Wow.. only 2 years in the marriage and already all those issues..

From what I read.. your husband is a 'lazy' emotional partner.. He just doesn't want to put in any effort.. would looove you to just shut up about it.. and go on as if nothing was wrong.. 

Methink you will eventually resent him big time..

My ONLY advice at this time.. DO NOT have children.. unless you are absolutely sure he will put in the efforts (that would take some time)..

Good luck..


----------



## zengoddess (Sep 20, 2009)

PomPom, just a question: what made you marry him? Obviously you come from 2 different worlds. You're not intellectually equal, I guess you knew it from day one. Wasn't it very important to you then to be with someone who was stimulating intellectually? Wasn't even a pre-requisite for you to be in love with him in the first place?

Just a question, not a judgment.

AdviceSeeker, my husband and I were very different too. I am a homey type and he's very outdoorsy. He loves opera, plays, concerts, movies, etc....and he took me to them. At times I didn't enjoy them and found them a waste of time but since my ideas of doing things were more like cuddling, going to a day spa, giving each other a massage, reading books we can discuss together or watching thought provoking stuff (documentaries/movies...though I'm not so much a movie lover) we can discuss which were not so much "doing" to him, he was the only one who came up with ideas and I sometimes resented it. I just felt he wasn't very receptive with my ideas (admittedly not as many as his) so I didn't even try.

Then we found snorkeling this January which we both really loved and planned of doing regularly...then unfortunately, the **** hit the fan. We're separated....I'm trying to work on our marriage and I know he's open to that too even when his male pride is so hurt. We'll be seeing each other again in a few weeks.

When we are back together this thing will certainly be high on my list of priorities. We have found snorkeling. And I have promised him I would hike and do more outdoor stuff with him. Since the break-up I have been trying to improve myself and expand my horizon and be more physically active (tennis/basket ball/bowling). We have done yoga together as we both are yoga addicts. And we both love traveling. And perhaps I will teach him to be more lovey-dovey with me (maybe playing (sexy) board games together). Since he's a movie addict, I'll be more active picking the ones I really want to see because I resented the fact that I fell asleep most of the time during the movies he picked.

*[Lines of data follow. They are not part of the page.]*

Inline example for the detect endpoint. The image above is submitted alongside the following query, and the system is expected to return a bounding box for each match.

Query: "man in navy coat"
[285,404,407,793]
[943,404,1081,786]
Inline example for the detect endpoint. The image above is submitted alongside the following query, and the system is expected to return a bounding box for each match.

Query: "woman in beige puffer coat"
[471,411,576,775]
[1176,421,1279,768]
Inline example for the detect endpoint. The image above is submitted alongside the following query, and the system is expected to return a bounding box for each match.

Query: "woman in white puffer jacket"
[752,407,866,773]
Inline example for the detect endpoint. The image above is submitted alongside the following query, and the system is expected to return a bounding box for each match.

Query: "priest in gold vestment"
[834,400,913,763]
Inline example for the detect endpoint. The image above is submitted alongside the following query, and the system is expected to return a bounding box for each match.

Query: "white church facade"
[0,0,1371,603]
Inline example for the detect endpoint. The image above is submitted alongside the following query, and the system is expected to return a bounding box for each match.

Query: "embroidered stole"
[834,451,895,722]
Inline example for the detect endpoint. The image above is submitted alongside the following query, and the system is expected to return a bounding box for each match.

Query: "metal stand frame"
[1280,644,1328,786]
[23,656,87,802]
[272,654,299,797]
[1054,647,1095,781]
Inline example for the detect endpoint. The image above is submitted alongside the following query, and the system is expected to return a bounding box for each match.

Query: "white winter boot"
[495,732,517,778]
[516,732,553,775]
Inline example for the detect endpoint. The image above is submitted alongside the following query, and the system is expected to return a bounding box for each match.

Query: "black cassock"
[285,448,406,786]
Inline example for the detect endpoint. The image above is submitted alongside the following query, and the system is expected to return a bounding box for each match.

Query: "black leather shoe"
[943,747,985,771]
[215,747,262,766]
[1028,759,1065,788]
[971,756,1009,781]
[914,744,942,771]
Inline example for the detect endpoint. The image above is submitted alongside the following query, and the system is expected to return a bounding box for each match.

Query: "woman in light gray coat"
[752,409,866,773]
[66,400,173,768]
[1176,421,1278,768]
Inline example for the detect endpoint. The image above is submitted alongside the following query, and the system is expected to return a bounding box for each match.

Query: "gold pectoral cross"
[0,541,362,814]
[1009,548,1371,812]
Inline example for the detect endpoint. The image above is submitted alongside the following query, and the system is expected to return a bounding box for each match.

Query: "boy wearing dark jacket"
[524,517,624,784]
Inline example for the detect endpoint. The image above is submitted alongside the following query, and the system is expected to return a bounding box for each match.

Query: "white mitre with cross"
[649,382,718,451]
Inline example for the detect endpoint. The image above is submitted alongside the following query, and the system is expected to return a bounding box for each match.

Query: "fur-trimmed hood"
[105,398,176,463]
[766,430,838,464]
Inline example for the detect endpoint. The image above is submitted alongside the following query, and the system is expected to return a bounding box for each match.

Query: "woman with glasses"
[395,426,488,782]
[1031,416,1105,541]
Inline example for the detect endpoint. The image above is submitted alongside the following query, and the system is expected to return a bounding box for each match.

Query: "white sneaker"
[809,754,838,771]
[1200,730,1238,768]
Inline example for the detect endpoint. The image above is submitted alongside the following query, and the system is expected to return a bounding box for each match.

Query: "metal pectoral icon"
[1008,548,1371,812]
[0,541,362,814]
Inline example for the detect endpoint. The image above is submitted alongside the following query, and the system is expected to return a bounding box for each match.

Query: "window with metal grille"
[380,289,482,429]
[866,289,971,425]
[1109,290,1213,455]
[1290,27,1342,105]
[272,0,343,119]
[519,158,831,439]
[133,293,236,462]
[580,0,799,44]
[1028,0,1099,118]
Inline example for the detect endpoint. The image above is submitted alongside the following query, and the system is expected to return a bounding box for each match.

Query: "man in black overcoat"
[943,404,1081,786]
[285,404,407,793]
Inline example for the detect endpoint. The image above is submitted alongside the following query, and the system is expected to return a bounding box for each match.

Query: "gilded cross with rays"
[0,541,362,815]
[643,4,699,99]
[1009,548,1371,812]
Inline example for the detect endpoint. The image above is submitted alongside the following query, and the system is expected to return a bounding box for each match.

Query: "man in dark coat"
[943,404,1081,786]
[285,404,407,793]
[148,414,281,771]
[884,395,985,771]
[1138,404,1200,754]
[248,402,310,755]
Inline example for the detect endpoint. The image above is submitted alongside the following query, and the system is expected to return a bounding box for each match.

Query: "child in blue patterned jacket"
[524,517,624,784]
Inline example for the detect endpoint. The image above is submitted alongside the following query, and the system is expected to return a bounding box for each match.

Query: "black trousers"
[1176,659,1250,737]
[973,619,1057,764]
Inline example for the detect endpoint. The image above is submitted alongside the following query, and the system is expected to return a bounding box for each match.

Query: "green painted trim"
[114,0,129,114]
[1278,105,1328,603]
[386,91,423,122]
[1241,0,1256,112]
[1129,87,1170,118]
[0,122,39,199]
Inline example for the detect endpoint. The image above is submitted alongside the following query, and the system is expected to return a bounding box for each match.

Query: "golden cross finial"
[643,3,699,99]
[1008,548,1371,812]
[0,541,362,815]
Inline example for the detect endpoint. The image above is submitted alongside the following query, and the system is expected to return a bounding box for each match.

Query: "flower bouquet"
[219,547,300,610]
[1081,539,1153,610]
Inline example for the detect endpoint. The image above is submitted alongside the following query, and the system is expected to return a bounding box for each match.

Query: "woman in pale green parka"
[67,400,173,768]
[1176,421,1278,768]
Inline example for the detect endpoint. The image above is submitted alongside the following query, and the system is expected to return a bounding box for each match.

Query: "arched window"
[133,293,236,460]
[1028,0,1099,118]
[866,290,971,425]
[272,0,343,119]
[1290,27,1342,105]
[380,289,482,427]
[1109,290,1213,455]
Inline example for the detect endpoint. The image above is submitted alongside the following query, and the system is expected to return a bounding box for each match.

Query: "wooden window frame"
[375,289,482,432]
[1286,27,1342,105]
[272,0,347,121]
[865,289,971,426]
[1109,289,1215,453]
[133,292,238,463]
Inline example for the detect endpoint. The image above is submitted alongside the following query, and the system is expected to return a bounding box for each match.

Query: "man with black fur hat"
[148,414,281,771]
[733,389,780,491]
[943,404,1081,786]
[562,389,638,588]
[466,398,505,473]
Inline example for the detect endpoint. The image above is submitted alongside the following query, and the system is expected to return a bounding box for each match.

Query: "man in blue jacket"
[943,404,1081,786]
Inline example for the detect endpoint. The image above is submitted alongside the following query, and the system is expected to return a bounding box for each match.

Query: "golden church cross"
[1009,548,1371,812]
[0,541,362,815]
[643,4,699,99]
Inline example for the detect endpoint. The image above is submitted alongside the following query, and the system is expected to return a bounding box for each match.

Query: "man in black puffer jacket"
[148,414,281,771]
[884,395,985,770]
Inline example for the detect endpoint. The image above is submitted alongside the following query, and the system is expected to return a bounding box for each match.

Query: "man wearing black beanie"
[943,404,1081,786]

It's hard to change, especially when you feel you're alright not seeing all these plays/operas (the way I was/am) but sometimes if you have an urgent reason to change (like losing your relationship) you have to be open to that possibility. At the same time, meet him somewhere in the middle. Surely he loves something, maybe not as much as yours, but try to understand what makes him tick as far as hobbies are concerned. Both of you need to learn to like what each other likes, sometimes it's about getting familiar with something. You don't know you like something until you try it. He/you might not change, but at least you both need to try. Also find something new you both love (in our case snorkeling).

Re. emotion, I guess most men are not very emotionally expressive as we are. They are when they are hurt but to express their affection, love, appreciation, they are not very good at it. Neither is my husband. He very rarely compliments me. It sometimes made me wonder if he was really into me as I was/am very into him. And he has sexual issues too which sucked my self-esteem out even more. There are certainly lots of things to work on but I'm not giving up, not until I have exhausted every avenue. I don't what ifs down the road.


----------



## dobo (Jun 30, 2009)

So let me guess, this was an online thing where you didn't put in enough up-front time to realize that you weren't really compatible?

Look, he's happy. That's why he doesn't feel the need to change anything. You're the one that's unhappy. Why do you need HIM to make up for what you're lacking? You have friends, and you have activities. Do them. Then spend time with him doing what he enjoys, which is more sedentary and would work when you're tired from your more active life with your friends.

I do think in this case that it is unfair for you to want him to change. He was like this before you married him, the day you married him and now. 

Also, I think you're unfair to want him to be all things to you. Does he begrudge you because you don't sit home with him and because you go out or is he happy that you have activities he enjoys?

Further, you know those sometimes you feel one way and sometimes you feel another way things? They're normal. Nobody feels in love or even love all of the time. A mature approach understands this and allows for it.

You say you love him and it would break your heart to leave. What do you love about him? Why would it break your heart to leave?


----------